Sachez que dans l’esprit de beaucoup, une fois que le harnais a stoppé la chute, le plus dur est fait. En réalité, c’est exactement l’inverse. Dès que votre collaborateur se retrouve suspendu dans le vide, immobile, un chronomètre biologique impitoyable se déclenche. En effet, ce qu’on appelle le « syndrome de suspension » ou choc orthostatique est une urgence vitale absolue qui peut tuer un homme en moins de vingt minutes. C’est pourquoi la sécurité travail en hauteur doit impérativement intégrer le sauvetage immédiat. Chez CJ WORK, on ne vend pas juste des sangles ; on martèle que le harnais est une bouée de sauvetage qui peut devenir un garrot si l’on ne sait pas agir dans l’urgence.
L’IMPASSE CIRCULATOIRE : COMPRENDRE LE PIÈGE DES SANGLES
Tout d’abord, il faut regarder la réalité physiologique en face. Quand un travailleur pend dans son harnais, les sangles cuissardes exercent une pression colossale sur les veines fémorales. Sachez également que sans l’aide de la marche pour faire remonter le sang, celui-ci s’accumule massivement dans les jambes. Le cœur n’est plus irrigué, le cerveau non plus. En réalité, dans le cadre de la sécurité travail en hauteur, l’immobilité verticale est un poison.
En effet, la perte de connaissance survient très vite, et avec elle, le risque de lésions rénales ou cardiaques irréversibles. C’est pourquoi nous équipons systématiquement nos kits de « sangles de secours » ou étriers de suspension. Ainsi, le salarié peut se mettre « debout » dans son propre harnais pour relancer la pompe veineuse en attendant les secours. Sans ces accessoires, vous jouez avec la vie de vos gars.
LE SAUVETAGE : NE PAS COMPTER SUR LES SECOURS EXTÉRIEURS
Sachez également que compter uniquement sur l’arrivée des pompiers est une erreur de débutant qui peut coûter cher.

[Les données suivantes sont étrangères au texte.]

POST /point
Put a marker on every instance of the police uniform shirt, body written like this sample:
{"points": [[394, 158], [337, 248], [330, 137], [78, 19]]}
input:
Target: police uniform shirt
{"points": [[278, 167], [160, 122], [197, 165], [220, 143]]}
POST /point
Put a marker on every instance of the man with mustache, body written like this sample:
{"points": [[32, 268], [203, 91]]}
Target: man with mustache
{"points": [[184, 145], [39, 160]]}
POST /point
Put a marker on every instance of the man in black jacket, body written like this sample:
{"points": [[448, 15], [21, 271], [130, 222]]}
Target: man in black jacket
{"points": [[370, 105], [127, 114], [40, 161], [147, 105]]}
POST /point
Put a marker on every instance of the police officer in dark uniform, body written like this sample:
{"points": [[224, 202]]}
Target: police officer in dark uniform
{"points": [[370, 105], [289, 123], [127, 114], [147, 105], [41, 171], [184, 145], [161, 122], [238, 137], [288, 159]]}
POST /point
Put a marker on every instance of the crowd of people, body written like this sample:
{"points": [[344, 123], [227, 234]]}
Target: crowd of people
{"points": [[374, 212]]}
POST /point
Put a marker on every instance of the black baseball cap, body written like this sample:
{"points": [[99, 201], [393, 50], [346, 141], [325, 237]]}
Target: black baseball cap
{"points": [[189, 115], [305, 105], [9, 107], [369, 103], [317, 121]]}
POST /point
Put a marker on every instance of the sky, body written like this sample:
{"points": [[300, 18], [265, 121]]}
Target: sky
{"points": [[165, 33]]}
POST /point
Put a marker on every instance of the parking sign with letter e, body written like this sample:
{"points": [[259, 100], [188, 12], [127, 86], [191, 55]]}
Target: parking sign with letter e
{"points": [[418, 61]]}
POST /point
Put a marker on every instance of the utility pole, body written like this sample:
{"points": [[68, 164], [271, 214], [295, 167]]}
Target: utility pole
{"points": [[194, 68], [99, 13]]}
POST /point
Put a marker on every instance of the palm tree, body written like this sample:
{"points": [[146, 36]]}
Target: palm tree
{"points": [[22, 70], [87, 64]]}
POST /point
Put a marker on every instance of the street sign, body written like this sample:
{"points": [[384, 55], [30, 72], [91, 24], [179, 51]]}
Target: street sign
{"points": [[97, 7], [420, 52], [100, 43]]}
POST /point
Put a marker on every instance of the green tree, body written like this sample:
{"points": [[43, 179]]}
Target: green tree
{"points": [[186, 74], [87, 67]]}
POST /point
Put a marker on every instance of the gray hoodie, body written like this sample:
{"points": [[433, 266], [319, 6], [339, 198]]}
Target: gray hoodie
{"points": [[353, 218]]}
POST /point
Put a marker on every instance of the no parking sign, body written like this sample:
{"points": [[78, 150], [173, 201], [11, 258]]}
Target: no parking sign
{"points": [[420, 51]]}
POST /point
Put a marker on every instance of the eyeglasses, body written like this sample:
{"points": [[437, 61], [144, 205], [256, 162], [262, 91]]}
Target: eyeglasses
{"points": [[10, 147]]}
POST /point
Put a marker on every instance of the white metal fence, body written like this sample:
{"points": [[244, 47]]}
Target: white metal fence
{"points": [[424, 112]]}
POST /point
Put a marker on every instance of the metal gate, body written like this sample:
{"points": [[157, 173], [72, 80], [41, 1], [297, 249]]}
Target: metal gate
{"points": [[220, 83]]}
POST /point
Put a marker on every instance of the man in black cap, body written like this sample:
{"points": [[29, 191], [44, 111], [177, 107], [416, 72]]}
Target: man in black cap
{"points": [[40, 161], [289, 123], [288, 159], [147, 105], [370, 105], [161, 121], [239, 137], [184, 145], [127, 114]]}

Sur un chantier à Lyon ou dans la région, le délai moyen d’intervention est souvent supérieur au temps de survie critique. En réalité, la loi impose que la sécurité travail en hauteur soit gérée en interne par un plan de sauvetage spécifique. En effet, vous devez avoir sur place des kits de décrochage rapide et du personnel formé à la manoeuvre de descente.
C’est pourquoi la formation est indissociable du matériel. Un binôme doit être capable d’évacuer son collègue en quelques minutes. Dès lors, l’anticipation n’est plus une option administrative, c’est le seul rempart contre la fatalité. Par ailleurs, la position de la victime une fois au sol est capitale : ne jamais allonger brutalement une personne qui a été suspendue longtemps. Ainsi, vous évitez le reflux massif de sang vicié vers le cœur, souvent fatal. La position semi-assise est la seule règle à suivre pour stabiliser le système circulatoire.
LE MATÉRIEL COMME REMPART : L’ERGONOMIE SAUVE DES VIES
Enfin, l’équipement bas de gamme est l’ennemi de la survie. En réalité, un harnais mal conçu, avec des sangles trop étroites, coupe la circulation sanguine bien plus agressivement qu’un modèle ergonomique. Sachez que pour une sécurité travail en hauteur digne de ce nom, le choix du matériel doit se porter sur des cuissards larges et matelassés qui répartissent la pression.
Tout d’abord, le confort n’est pas un luxe, c’est une composante de la sécurité passive. Chez CJ WORK, on sélectionne des harnais qui permettent une position de suspension moins traumatisante. En effet, un travailleur qui ne souffre pas le martyre dans ses sangles gardera son calme et pourra participer à son propre sauvetage. Ainsi, investir dans l’excellence chez CJ WORK, c’est acheter les minutes précieuses qui feront la différence entre un accident bénin et un drame irréversible. Par conséquent, votre parc d’EPI doit être audité régulièrement pour garantir cette performance de chaque instant.
Conclusion
Sachez que la chute n’est que le début d’une course contre la montre. En effet, maîtriser la sécurité travail en hauteur, c’est avoir un coup d’avance sur la physiologie humaine. C’est pourquoi nous vous accompagnons pour que chaque intervention se termine par un retour au sol sécurisé. En réalité, le syndrome du harnais est un risque parfaitement gérable si l’on arrête de penser que le matériel fait tout le travail. Concrètement, votre vigilance et la qualité de vos équipements sont vos seules vraies assurances-vie.